(no subject)

Jul 26, 2004 23:33

This is what happens when you have an hour to waste before The Daily Show. I decided to ramble on about whatever popped into mind. Here's the fruit of my labor:

“I’m going downstairs to start my great American Novel,” When I said it to my sister as she left the house, it was just a joke, but as soon as I decended those stairs and turned into my cavern of a bedroom, I found myself drawn right to the computer. I sat down at the make-shift desk--jerry rigged from moving boxes and an old, broken table no one else in the family would claim--and immediately opened Word. Cueing up music that would settle in the background, I paused to think about what I could possibly write that anyone would want to read.

I mean, what makes me special? I’m an 18-year-old girl, a suburbanite by birth, but a city girl by nature. The youngest of six, I can charm your pants off or make you laugh, but are any of those jokes of any pertinence? I go through phases where each week something different catches my fancy: one month I was Jesus’s best friend, the next I wanted to be a NASCAR driver. My current obsession is politics, which is a pleasant diversion for a three month summer break, especially in the midst of presidential election season, but in September I go back to school, and more likely than not, the world of Kerry-Edwards and foreign policy will be left behind with my old stuffed animals and memorabilia growing dusty in the forgotten corners of my childhood home.

Through 18 years of shifting tastes, very few things have held my interest for long, and my bedroom has become a testament to this fact: paint in boxes under my bed from my starving artist phase I outgrew when I was thirteen, Ray Bradbury books on the shelf from my sci-fi phase, a closet full of slightly outdated fashions from the time I imagined myself a model, and skeins of a rainbow variety of colored yarn waiting to be knitted into sweaters promised to, but never made for, various family members. Each time I moved to a different hobby, I was convinced this was the one--the thing I would be perfect at and spend the rest of my life enjoying. Of course, I’d move on not too much later, leaving behind half-finished projects and barely used tools of each trade in poorly organized boxes.

Funny, but I can’t bring myself to throw away those half-used, dried up paints or to box and donate those books to the library, though I’ll never crack the spines again. To dispose of those relics of my youth would be to get rid of a part of myself, those constant reminders of where I’ve been and, more importantly, who I’ve been. I try to convince myself that one day I’ll dig out my knitting needles and make that afghan for my mother, but even if I do, I know it won’t be the same as it would have been; the giddy delight of my hobby’s former heyday is lost, and while knitting again may be nice, it won’t hold the same wonder it may have had years ago. The problem: I’ve moved on.

But the thing is, even as I’ve aged and graduated to more “sophisticated” interests, I follow the same serial monogamy: discovery of hobby, research of hobby, obsession with hobby, discovery of different hobby, disinterest with old hobby. Strangely, everything in my life follows the same path. I discover a person, or a subject, or anything else, and I become completely immersed in it until I figure it out completely, comprehend its idiosyncrasies, then I grow bored and move on. The friendships I maintain, the hobbies I keep, the interests I continue to feed are those that remain mysterious, those I don’t completely understand. I crave that hidden side, those unanswered questions. I need to know that there is more I don’t know, but may someday know, but until then cannot possibly know. It is not enough for me to be an expert; there must me more for me to discover or I move on to something else.

I carefully, or more often carelessly, box up those old relationships and hobbies and stick them on a high shelf where I can forget about them until I climb up on a ladder while I’m looking for the Christmas decorations. And then, in classic Me style, I take down the box for a peek into my past, an attempt to understand myself better. I may play around with what’s inside, like I may watercolor a picture of my house or read a favorite passage, giving the contents of the box false hope that they will get another day in the sun. But sure enough, the items go back in their confining little home, repacked for the next time I climb that ladder, forgotten until I’m once again ready to remember who I used to be.

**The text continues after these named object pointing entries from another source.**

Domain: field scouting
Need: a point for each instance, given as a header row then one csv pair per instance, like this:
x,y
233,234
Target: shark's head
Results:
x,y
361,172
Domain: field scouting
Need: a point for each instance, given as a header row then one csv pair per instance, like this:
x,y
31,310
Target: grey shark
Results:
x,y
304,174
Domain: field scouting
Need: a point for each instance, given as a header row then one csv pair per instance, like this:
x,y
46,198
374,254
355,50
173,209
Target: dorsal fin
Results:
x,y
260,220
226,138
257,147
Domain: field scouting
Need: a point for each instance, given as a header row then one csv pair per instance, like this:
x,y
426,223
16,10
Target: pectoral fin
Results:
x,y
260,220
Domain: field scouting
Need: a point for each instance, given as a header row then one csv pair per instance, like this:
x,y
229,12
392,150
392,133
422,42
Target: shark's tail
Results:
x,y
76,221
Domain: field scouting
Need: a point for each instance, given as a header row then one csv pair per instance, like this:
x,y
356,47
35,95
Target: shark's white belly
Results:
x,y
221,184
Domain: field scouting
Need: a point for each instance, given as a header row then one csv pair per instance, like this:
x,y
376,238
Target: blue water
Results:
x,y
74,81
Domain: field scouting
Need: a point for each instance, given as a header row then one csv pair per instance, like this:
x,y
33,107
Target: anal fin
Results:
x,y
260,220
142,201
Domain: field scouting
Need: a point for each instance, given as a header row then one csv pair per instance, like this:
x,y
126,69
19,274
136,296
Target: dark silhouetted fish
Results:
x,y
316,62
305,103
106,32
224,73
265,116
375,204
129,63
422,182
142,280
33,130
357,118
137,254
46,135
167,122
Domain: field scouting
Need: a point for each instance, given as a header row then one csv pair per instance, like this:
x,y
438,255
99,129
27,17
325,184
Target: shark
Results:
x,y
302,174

But the real question is, what about my self? What if I reach the dead end of the path of self-discovery and truly know myself completely? Will I grow bored with myself and want to move on? Is that why I keep hopping from interest to interest? Is it a redefinition thing, so I never truly know myself, and therefore maintain an interest in myself? The truth: I don’t want to know the answer to the question of self-knowledge. I’m content to remain a mystery to myself, to be my most elusive hobby, refusing to be thrown in a box and shoved on a shelf.